The effect of PAF in aggregation of platelets induced by endotoxin was studied in experiments in vitro. It is indicated that in high concentration (1.10(-7)-1.10(-6) M) PAF did not affect the degree of aggregation of platelets induced by lipopolysaccharides (LPS) S. typhimurium and N. meningitidis. Successive addition to PRP LPS and PAF or joint addition of PAF and LPS did not change the degree of aggregation of each inductor or their sum. A lower concentration of PAF (1.10(-11)-1.10(-9) M) and endotoxin caused a more expressive aggregation of platelets than their successive addition. Stimulating activity of PAF on endotoxin-induced aggregation, perhaps, is caused by involvement of metabolism of arachidonic acid during blood platelets activation.

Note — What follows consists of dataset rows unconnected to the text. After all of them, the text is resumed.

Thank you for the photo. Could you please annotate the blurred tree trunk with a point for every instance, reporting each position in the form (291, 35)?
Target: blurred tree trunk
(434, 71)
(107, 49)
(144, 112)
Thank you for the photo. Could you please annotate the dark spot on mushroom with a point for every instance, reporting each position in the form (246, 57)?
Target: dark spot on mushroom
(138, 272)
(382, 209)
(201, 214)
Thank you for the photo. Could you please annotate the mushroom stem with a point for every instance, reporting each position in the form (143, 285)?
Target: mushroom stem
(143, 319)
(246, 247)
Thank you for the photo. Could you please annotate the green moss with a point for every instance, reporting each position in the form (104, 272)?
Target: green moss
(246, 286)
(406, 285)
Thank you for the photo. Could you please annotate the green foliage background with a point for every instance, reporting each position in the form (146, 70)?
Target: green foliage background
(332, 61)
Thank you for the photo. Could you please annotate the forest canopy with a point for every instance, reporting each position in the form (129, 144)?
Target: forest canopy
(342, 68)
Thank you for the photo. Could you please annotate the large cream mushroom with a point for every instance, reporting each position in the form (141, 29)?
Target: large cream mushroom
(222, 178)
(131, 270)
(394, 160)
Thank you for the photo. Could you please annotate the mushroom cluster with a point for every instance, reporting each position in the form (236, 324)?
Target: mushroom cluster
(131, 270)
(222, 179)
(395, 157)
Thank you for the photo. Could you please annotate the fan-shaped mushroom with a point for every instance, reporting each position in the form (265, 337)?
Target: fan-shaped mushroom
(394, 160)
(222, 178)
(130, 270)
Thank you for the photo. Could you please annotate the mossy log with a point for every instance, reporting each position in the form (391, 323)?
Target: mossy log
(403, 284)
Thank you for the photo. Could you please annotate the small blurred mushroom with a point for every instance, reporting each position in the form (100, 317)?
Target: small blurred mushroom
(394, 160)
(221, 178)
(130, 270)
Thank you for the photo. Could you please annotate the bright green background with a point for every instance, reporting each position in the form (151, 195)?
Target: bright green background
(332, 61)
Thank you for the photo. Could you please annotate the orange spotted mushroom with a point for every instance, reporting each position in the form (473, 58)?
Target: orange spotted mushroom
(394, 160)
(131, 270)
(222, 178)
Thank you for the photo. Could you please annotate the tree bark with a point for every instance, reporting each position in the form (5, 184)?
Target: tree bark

在体外实验中研究了血小板活化因子(PAF)对内毒素诱导的血小板聚集的影响。结果表明,高浓度(1×10⁻⁷ - 1×10⁻⁶ M)的PAF不影响鼠伤寒沙门氏菌和脑膜炎奈瑟氏菌脂多糖(LPS)诱导的血小板聚集程度。向富血小板血浆(PRP)中先后加入LPS和PAF或同时加入PAF和LPS,均不会改变每种诱导剂的聚集程度或它们的总和。较低浓度的PAF(1×10⁻¹¹ - 1×10⁻⁹ M)与内毒素共同作用时,比先后加入二者引起的血小板聚集更明显。PAF对内毒素诱导的聚集的刺激活性,可能是由于血小板活化过程中花生四烯酸代谢的参与所致。